Many emergency operations can probably be carried out under indirect consultant supervision by an experienced specialist registrar or staff grade. 44% of the emergency operations in the current audit period were undertaken to remove the appendix and 16% were undertaken to drain abscesses—often around the anus and perineum. The availability of a daytime emergency theatre and of a consultant on call can ensure that the incidence of rupture of the appendix, and of anal fistula formation in delayed perineal abscess surgery, is kept to a minimum. Only 40% of emergency admissions who come to surgery (perhaps 2 or 3 of the daily average of 5) seem to be complex enough to require the skill in theatre of a surgeon who has completed surgical training. It may be in future that operating privileges for trainee surgeons will be contingent upon the presence of a surgical trainer in the theatre block. In such circumstances, the consultant surgeon must negotiate a period of rest at least equal to that available to trainee surgeons in the `New Deal', otherwise sleep deprivation could affect subsequent performance. One reason why consultants are less than enthusiastic about night-time operation is simply the problem produced by sleep deprivation in the middle-aged. The Government has brought in legislation to control the working hours of younger doctors, but has not addressed this matter in older doctors. Consecutive nights out of bed can produce fatigue in any age group.
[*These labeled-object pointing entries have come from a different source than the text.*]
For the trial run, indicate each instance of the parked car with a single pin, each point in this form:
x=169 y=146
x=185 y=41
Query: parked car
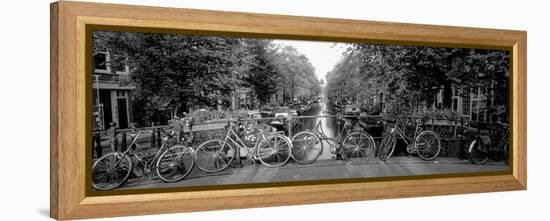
x=352 y=109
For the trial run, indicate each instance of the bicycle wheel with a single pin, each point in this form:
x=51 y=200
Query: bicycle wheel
x=111 y=171
x=357 y=148
x=304 y=147
x=427 y=145
x=175 y=163
x=213 y=156
x=387 y=146
x=274 y=151
x=477 y=153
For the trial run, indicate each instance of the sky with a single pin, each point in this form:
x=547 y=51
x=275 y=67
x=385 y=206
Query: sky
x=322 y=55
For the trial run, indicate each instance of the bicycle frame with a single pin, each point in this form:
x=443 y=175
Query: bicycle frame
x=408 y=140
x=333 y=140
x=149 y=165
x=239 y=143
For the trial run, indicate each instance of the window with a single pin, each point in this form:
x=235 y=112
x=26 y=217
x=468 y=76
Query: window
x=100 y=60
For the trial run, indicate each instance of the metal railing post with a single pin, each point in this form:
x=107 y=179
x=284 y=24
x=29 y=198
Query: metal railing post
x=123 y=144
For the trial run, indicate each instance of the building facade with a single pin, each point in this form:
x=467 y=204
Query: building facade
x=111 y=92
x=478 y=103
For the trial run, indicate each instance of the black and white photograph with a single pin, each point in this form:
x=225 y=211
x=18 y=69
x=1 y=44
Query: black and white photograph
x=197 y=110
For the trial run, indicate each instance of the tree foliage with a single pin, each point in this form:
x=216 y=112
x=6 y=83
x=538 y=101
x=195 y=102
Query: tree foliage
x=410 y=76
x=189 y=71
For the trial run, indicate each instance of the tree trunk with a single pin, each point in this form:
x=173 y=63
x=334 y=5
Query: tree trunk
x=447 y=95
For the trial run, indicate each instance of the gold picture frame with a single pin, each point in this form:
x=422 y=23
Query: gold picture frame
x=70 y=121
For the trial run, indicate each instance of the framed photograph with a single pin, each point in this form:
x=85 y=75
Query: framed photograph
x=162 y=110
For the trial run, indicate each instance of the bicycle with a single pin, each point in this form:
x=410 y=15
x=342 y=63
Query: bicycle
x=271 y=149
x=425 y=143
x=356 y=148
x=480 y=149
x=113 y=170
On occasions, seven days on call can become stressful and uninviting. If beds are scarce, emergency patients become scattered throughout the hospital. If a large number of critical cases are admitted on the night before completing the period on call, the planned surgery of the following week can be jeopardized, with an unwelcome knock-on effect that can lead to complaints. The seven-day on-call rota in the Royal United Hospital has been revised since this audit was undertaken so that each of the eight surgeons is on call only for 24 hours in alternate weeks, on the day of his elective operating list. The emergency theatre is available, together with the on-call registrar. The surgeon books his elective list to ensure availability in the emergency room as necessary. Three-day weekends are done on call in rotation.
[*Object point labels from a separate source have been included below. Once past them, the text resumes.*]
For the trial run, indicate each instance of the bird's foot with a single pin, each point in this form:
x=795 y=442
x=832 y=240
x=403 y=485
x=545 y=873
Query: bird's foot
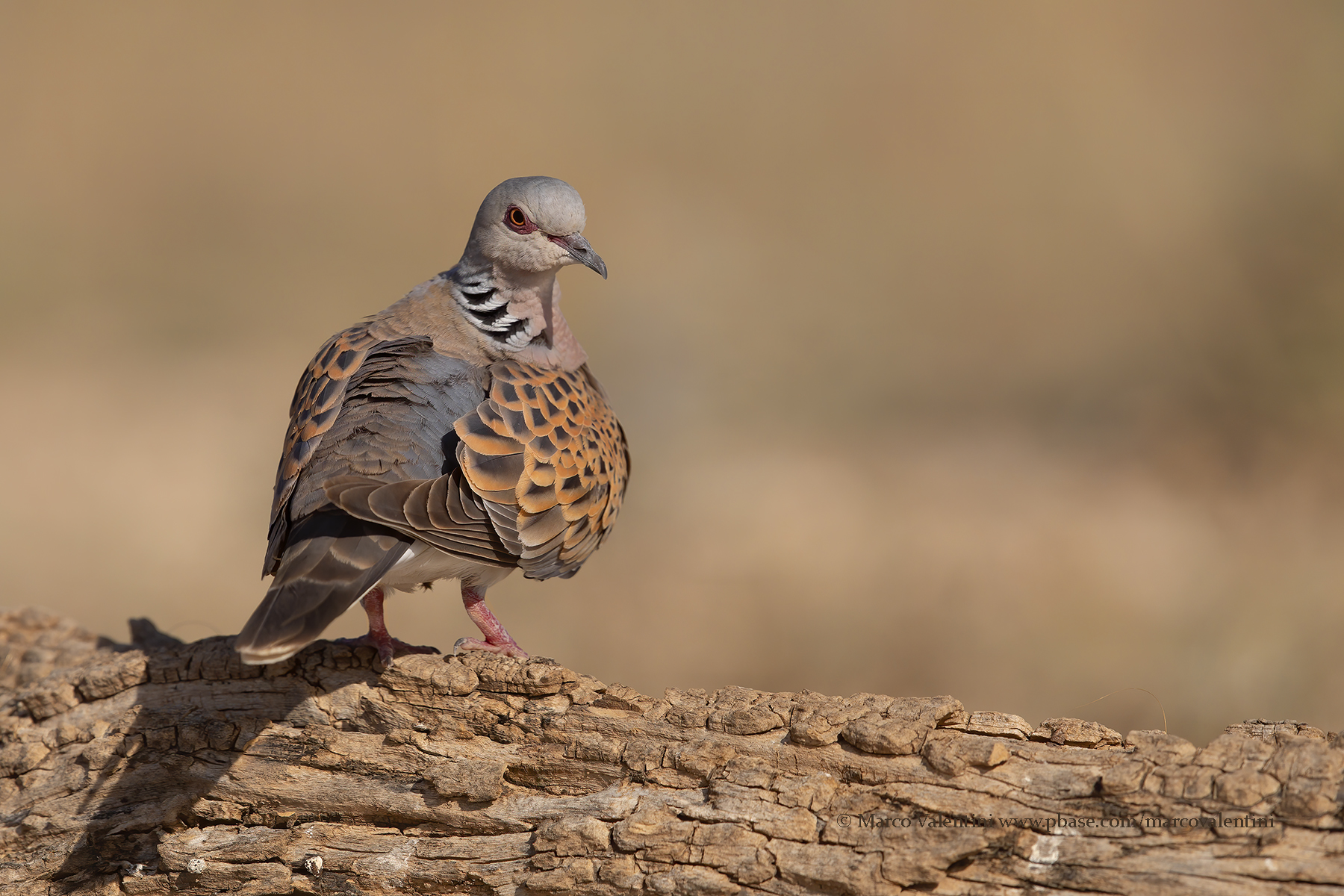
x=497 y=640
x=505 y=649
x=386 y=645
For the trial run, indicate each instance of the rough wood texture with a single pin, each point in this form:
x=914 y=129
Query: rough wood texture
x=171 y=768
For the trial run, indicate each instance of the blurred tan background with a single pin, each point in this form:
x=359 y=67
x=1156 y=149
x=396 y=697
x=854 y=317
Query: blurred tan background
x=988 y=349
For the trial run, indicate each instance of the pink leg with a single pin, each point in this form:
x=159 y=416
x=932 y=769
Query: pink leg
x=378 y=635
x=497 y=638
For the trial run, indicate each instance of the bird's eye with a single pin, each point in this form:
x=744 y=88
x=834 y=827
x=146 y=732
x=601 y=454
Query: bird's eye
x=517 y=222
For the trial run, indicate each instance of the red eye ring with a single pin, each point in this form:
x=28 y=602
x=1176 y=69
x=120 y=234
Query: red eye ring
x=517 y=220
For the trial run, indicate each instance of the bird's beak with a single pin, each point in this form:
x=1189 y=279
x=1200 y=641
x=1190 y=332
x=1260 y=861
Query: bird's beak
x=581 y=252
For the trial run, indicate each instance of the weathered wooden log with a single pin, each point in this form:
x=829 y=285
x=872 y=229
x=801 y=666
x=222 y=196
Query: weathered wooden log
x=167 y=768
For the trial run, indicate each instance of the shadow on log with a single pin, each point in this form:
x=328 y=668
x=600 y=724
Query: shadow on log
x=172 y=768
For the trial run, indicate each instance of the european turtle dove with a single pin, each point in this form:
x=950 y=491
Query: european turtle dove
x=457 y=435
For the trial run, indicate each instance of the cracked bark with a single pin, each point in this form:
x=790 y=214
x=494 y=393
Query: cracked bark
x=172 y=768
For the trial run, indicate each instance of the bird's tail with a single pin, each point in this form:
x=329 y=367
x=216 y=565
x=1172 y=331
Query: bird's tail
x=331 y=561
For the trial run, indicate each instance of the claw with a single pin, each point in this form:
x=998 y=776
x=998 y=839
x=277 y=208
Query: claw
x=378 y=637
x=497 y=640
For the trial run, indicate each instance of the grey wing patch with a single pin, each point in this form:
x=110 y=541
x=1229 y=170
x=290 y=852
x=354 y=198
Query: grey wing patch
x=443 y=512
x=331 y=563
x=394 y=422
x=315 y=408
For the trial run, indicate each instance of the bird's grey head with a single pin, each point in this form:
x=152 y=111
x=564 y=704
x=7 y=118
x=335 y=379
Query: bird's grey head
x=531 y=226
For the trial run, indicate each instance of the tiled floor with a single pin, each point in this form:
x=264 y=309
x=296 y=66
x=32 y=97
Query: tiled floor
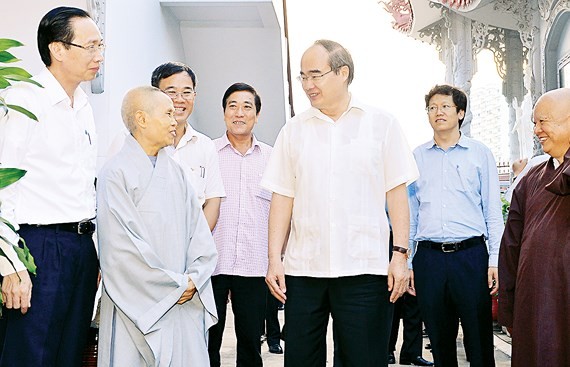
x=502 y=348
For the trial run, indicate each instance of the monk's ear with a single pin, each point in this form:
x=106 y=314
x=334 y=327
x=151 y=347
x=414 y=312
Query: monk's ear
x=140 y=119
x=57 y=50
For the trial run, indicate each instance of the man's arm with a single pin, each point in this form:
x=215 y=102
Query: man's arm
x=492 y=212
x=398 y=211
x=212 y=211
x=280 y=213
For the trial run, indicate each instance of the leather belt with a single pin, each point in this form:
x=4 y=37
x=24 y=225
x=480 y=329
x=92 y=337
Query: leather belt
x=448 y=247
x=83 y=227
More resources are necessary in the National Health Service to ensure that patients listed for emergency surgery are taken to theatre within an acceptable timescale—perhaps within 60 minutes of the decision to operate. The average delays revealed by this audit are unacceptable and can be life-threatening. They are a reflection of the competition for scarce resources between elective and emergency surgery, and between different surgical specialties. Theatre time is expensive, and, until now, waiting lists have been the main priority of the management4. With the onset of the concept of clinical governance, and the increase of emergency admissions produced by the ageing population, priorities may change. It must be recognized, however, that a fully staffed emergency theatre, day and night, diverts resources from elective surgery, so waiting lists can lengthen and government targets, e.g. for cancer surgery, could be in jeopardy. In addition, removal of a consultant surgeon from elective specialty surgery inevitably increases waiting times for this type of surgery in proportion to the number of surgeons available in the specialty in that hospital. Emergency surgery is currently regarded as the benchmark of the general surgeon in Great Britain. In other countries, general surgery is considered atavistic and each specialty has developed its own emergency services (and is remunerated accordingly). Could this be the way ahead for the NHS?